A cultura ocidental oferece-nos
mensagens muito claras quanto às expressões da sexualidade que acha
correctas ou não. Todos somos criados para acreditar que a nossa
sexualidade está definida de uma forma muito rígida, ao ponto de que
se pensa que é heterossexual e que não se pode de algum modo sentir
atraído por pessoas do mesmo sexo. O único comportamento sexual aceitável
tem de acontecer inserido no contexto de um casamento heterossexual e
ter como último objectivo produzir crianças. A sexualidade das lésbicas,
gays e bissexuais desafia e ameaça as regras não só sobre o
comportamento sexual aceitável, mas também as ideias tradicionais do
que é ser feminino e masculino.
Como se reconhece a homofobia?
É importante começar por assumirmos que somos homofóbicos - a
sociedade chega a pontos surpreendentes no modo como nos ensina a ser
homofóbicos. Reconhecer e aceitar a nossa própria homofobia
permitir-nos-á começar a reconhecer e a desafiar a homofobia no
ambiente de trabalho e em qualquer outro lugar. Para desenvolver a tua
própria consciencialização experimenta responder à seguintes
perguntas:
Algumas vez páras de fazer ou dizer
algo porque julgas que alguém poderá achar que és lésbica, gay ou
bissexual? Se sim, que tipo de coisas?
Alguma vez fazes ou dizes coisas
intencionalmente para que as pessoas pensem que não és lésbica, gay
ou bissexual? Se sim, que tipo de coisas?

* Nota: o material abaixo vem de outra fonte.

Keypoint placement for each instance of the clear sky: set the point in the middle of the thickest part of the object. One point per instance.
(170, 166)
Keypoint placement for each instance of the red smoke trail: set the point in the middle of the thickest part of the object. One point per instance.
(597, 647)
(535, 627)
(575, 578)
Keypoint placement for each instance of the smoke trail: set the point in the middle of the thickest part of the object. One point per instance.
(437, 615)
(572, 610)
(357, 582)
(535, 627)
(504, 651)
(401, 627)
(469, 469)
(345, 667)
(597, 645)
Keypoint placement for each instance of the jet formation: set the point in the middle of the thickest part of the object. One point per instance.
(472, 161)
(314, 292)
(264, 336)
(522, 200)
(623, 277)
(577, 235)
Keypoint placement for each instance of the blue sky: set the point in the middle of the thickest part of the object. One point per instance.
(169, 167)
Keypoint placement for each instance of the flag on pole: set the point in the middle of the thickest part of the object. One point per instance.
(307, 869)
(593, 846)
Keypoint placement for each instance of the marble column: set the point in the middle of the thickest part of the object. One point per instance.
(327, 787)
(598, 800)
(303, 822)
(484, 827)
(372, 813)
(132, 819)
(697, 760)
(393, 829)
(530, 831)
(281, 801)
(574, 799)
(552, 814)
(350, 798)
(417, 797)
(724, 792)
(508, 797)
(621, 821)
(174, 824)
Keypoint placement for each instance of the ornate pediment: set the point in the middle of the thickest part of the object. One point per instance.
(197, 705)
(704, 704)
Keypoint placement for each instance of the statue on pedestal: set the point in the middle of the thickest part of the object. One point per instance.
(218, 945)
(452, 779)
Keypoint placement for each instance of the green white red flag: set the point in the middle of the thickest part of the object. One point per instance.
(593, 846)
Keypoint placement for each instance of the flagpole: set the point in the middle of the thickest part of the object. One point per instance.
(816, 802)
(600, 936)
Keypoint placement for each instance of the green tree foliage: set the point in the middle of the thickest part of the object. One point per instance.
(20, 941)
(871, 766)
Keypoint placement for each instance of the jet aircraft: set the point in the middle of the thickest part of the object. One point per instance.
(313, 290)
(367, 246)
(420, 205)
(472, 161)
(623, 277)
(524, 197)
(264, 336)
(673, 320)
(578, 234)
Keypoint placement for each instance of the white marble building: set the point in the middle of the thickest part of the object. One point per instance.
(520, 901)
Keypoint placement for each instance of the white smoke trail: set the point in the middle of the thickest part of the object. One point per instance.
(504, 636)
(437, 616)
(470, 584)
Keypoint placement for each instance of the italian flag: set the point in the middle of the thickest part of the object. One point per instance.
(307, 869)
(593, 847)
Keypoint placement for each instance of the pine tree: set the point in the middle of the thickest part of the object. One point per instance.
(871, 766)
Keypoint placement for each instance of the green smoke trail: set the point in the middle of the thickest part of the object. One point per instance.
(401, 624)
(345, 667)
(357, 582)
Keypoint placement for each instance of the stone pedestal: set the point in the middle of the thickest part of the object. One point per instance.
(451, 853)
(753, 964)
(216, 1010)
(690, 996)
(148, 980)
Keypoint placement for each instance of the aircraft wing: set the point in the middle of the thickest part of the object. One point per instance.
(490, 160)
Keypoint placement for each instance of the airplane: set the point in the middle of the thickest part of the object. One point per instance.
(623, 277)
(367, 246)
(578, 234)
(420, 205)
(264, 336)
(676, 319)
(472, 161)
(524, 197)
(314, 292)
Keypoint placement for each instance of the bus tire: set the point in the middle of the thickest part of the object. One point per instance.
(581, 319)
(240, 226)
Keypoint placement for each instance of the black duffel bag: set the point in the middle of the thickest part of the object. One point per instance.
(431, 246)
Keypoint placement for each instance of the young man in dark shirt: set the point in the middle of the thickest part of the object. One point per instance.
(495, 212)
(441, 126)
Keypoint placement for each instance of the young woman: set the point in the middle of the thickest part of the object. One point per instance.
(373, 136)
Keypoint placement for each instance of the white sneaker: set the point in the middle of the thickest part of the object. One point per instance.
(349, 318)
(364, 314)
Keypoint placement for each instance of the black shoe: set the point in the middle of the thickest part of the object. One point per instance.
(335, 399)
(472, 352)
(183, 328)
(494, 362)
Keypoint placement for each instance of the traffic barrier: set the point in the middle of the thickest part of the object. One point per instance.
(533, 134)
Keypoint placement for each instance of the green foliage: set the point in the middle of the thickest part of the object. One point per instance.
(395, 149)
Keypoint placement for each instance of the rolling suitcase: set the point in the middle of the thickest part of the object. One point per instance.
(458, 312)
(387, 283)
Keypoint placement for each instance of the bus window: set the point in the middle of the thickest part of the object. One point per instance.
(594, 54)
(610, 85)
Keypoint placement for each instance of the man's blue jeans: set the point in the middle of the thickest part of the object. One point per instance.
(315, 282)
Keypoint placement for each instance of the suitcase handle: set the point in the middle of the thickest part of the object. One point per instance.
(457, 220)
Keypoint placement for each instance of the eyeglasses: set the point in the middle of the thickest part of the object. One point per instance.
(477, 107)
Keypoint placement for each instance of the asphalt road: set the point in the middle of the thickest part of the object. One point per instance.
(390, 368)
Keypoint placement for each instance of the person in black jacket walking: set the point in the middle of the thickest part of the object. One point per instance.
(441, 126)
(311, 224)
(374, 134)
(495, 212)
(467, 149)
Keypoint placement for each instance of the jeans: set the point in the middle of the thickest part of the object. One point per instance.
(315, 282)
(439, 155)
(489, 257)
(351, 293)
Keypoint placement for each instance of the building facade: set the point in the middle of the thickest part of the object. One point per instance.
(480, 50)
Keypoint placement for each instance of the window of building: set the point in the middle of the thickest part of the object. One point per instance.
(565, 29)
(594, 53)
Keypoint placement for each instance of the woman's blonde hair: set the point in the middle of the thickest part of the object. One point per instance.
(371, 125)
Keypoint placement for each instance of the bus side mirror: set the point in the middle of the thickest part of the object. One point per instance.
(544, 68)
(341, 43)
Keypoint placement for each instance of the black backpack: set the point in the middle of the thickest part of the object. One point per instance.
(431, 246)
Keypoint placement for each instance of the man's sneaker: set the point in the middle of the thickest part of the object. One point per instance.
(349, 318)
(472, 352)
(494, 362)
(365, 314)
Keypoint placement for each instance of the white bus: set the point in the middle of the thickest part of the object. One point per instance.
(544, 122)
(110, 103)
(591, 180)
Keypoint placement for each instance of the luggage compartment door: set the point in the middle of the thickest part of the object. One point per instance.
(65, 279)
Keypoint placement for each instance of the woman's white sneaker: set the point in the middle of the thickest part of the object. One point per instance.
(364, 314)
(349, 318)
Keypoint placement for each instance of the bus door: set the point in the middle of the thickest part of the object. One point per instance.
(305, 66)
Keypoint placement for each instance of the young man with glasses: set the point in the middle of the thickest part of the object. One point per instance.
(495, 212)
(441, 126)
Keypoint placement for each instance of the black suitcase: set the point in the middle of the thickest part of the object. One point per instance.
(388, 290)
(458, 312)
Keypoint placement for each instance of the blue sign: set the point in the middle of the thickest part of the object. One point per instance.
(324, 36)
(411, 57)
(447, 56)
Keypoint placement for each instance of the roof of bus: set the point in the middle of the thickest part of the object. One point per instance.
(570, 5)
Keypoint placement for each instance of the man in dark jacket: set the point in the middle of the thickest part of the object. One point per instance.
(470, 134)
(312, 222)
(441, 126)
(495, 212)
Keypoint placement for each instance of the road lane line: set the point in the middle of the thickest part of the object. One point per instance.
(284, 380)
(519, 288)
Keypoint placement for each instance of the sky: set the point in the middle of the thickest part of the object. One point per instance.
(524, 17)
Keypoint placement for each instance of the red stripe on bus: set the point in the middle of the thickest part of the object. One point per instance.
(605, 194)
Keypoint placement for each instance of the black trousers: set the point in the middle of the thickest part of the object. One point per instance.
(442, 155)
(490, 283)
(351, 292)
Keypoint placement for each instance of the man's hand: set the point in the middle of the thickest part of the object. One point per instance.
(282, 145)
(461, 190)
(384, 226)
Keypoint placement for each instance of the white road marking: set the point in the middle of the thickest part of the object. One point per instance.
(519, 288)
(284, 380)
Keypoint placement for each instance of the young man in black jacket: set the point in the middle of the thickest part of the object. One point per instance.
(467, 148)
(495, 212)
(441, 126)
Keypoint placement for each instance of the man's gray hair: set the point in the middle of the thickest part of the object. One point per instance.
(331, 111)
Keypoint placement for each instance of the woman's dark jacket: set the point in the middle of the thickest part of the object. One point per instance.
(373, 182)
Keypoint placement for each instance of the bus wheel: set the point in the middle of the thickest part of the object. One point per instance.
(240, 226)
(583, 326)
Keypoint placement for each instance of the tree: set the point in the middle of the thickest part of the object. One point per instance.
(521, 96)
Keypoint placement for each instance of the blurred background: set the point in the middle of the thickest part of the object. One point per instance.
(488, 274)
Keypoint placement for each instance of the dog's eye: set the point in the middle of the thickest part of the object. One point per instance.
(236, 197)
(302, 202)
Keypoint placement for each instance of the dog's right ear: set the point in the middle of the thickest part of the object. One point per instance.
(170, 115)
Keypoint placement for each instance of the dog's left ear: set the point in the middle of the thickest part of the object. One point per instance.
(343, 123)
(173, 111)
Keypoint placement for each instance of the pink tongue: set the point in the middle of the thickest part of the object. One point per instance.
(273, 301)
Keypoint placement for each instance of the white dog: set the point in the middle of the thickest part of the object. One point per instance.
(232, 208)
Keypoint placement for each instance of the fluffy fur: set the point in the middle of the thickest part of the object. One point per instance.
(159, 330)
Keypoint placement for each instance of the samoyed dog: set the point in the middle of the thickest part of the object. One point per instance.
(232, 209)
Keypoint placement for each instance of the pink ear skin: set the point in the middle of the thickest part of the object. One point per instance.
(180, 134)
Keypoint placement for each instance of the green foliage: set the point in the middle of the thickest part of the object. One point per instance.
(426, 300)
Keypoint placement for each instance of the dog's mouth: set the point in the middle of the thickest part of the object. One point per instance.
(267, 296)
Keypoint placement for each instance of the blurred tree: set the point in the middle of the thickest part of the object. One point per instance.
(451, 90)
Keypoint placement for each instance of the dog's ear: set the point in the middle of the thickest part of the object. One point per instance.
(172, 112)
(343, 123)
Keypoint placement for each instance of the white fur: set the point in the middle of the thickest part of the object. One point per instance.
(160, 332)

Achas que as pessoas lésbicas, gay ou
bissexuais podem influenciar as outras pessoas a tornarem-se lésbicas,
gay ou bissexuais? Achas que alguém poderia influenciar-te de modo a
mudares a tua orientação sexual?
Se és/fosses pai ou mãe, como te
sentirias/sentes com a possibilidade de ter uma filha lésbica ou um
filho gay?
Como achas que te sentirias se
descobrisses que um dos teus pais ou irmãos é lésbica, gay ou
bissexual?
Achas que há algum tipo de emprego que
as pessoas lésbicas, gay ou bissexuais não deveriam exercer? Se sim,
quais?
Irias a um médico que soubesses ou
achasses ser lésbica ou gay, se essa pessoa fosse de sexo diferente do
teu? E se fosse do mesmo sexo que tu? Se não, porque não?
Se alguém de quem gostasses te
dissesse "Acho que sou homossexual", sugerir-lhe-ias ver um
terapeuta?
Alguma vez estiveste num bar, evento
social ou marcha lésbica ou gay? Se não, porque não?
Usarias um crachá a dizer "Como
se atreve a presumir que sou heterossexual?"? Se não, porque não?
Alguma vez te sentiste desconfortável
na companhia de pessoas lésbicas, gay ou bissexuais por pensares que
poderiam fazer avanços românticos ou sexuais?
Consegues pensar em três aspectos
positivos da forma de vida lésbica, gay ou bissexual? Consegues pensar
em três aspectos negativos da forma de vida heterossexual?
Como se desafia a homofobia pessoal?
1. Começa pelo reconhecimento da tua própria homofobia, por tomar a
responsabilidade pelas tuas crenças e atitudes para que possas começar
a desafiar o teu próprio comportamento.
2. De longe o mais importante é identificar a homofobia como o problema
e não as pessoas lésbicas, gay ou bissexuais como tal.
3. Pensa nas semelhanças e nas diferenças entre a homofobia e as
outras formas de opressão. Usa aquilo que sabes sobre o sexismo, o
racismo, o classismo, etc, para perceber a homofobia e para ajudar-te a
encontrar formas de a desafiar.
4. Escuta as experiências das pessoas lésbicas, gay e bissexuais e
aceita as suas experiências de opressão como válidas.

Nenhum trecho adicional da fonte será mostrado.